Re: eh_abort_handler implementations

Mike Christie <michaelc@xxxxxxxxxxx> · Sun, 23 Jun 2013 15:59:14 -0500

On 06/12/2013 05:28 AM, Hannes Reinecke wrote:
> Hi all,
> 
> as you might know, I'm trying to revamp the eh_abort_handler
> implementation by sending command aborts directly whenever
> the timeout triggers, without entering SCSI EH.
> 
> So, during testing where the remote port is disabled I've seen this:
> 
> [  864.734937] qla2xxx [0000:41:00.0]-8802:1: Aborting from RISC
> nexus=1:0:0 sp=ffff880225b0dd40 cmd=ffff8802248d76c0
> [  864.737274] qla2xxx [0000:41:00.0]-1800:1: Entered
> qla2x00_mailbox_command.
> [  864.738720] qla2xxx [0000:41:00.0]-1806:1: Prepare to issue mbox
> cmd=0x54.
> [  864.740268] qla2xxx [0000:41:00.0]-180f:1: Going to unlock irq &
> waiting for interrupts. jiffies=100022781.
> [  864.740574] qla2xxx [0000:41:00.0]-1814:1: Cmd=54 completed.
> [  864.740596] qla2xxx [0000:41:00.0]-3822:1: FCP command status:
> 0x5-0x0 (0x80000) nexus=1:0:0 portid=691400 oxid=0x38e
> cdb=28000000000000000800 len=0x1000 rsp_info=0x0 resid=0x0 fw_resid=0x0.
> [  864.740608] qla2xxx [0000:41:00.0]-1821:1: Done
> qla2x00_mailbox_command.
> [  864.740615] qla2xxx [0000:41:00.0]-8804:1: Abort command mbx
> success cmd=ffff8802248d76c0.
> [  864.740631] qla2xxx [0000:41:00.0]-801c:1: Abort command issued
> nexus=1:0:0 --  2002.
> 
> Again, the port is disabled, so the TMF _cannot_ be received by the
> remote port, let alone processed.
> But still the command abort is processed correctly and the command
> is returned to the upper layers.
> So with the current thinking the command abort was successful, and
> EH would exit, as the remote port was assumed to be working.
> But most evidently the remote port is _still_ not reachable, so the
> TMF _should_ have returned 'FAILED'.
> At least that's what we expect.
> But it looks as if this expectation is slightly skewed, as most
> likely a successful ABORT TASK TMF just means that the command was
> terminated, not that the remote port itself was working.
> 
> If _that_ should be the case it looks as if we _always_ should be
> issuing a RESET LUN TMF whenever command aborts have been processed.
> Would that be correct?
> 

I am not sure if I understand the question.
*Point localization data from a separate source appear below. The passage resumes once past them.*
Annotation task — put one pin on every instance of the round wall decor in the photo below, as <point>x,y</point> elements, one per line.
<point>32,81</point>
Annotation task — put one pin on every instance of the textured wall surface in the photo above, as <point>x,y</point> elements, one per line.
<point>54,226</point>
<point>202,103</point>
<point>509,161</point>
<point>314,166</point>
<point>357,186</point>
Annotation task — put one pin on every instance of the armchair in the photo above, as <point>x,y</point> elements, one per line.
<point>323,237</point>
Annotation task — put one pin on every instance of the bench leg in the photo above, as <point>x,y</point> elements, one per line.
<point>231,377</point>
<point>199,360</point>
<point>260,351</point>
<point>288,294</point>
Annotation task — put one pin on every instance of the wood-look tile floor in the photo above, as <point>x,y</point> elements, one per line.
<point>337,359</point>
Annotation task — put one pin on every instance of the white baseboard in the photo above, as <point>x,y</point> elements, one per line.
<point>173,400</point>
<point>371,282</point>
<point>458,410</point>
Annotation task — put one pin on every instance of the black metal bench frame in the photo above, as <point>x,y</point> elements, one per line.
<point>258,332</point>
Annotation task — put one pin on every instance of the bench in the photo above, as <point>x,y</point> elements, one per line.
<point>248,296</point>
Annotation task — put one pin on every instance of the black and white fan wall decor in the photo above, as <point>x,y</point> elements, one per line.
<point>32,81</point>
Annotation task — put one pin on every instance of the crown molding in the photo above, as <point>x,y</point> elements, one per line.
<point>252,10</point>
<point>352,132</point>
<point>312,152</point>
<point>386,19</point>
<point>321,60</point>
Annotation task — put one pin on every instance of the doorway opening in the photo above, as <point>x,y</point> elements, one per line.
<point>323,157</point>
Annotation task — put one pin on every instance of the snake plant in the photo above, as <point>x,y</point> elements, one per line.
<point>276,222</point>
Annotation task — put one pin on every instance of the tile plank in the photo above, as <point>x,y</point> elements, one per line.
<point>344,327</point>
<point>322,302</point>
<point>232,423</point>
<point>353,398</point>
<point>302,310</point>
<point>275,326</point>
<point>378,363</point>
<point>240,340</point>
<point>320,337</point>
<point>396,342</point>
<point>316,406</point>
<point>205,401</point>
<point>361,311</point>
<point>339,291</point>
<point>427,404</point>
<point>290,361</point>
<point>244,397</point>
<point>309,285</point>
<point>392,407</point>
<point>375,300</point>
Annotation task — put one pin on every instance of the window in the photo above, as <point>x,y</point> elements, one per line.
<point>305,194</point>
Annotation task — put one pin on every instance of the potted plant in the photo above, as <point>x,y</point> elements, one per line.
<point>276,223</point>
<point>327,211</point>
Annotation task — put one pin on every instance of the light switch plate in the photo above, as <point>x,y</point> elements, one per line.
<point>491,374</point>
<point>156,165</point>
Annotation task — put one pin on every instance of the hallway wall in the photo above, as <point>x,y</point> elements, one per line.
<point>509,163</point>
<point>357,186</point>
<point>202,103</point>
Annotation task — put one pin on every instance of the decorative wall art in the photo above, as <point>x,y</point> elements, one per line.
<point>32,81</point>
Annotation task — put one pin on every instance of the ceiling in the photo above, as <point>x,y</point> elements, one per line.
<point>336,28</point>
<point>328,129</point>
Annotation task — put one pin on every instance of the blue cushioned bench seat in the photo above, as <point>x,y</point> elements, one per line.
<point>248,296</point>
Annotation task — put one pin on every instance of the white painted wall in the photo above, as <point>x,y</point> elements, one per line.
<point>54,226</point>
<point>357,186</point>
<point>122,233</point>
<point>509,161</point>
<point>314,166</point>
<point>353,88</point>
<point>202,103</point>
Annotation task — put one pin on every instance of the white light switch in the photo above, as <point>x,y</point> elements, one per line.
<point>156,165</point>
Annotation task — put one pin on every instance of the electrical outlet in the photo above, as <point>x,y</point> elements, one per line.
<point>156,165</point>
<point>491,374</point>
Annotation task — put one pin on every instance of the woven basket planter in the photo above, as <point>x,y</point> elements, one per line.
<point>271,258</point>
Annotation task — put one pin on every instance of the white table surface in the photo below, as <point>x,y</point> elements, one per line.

For the iscsi drivers, when
the port is down we will return failed from the abort and lun reset
handler handler. The eh will then escalate and in the target reset
handler we will then wait for a successful reconnection/relogin or for
the replacement/recovery (like the dev_loss or fast io fail) to fire.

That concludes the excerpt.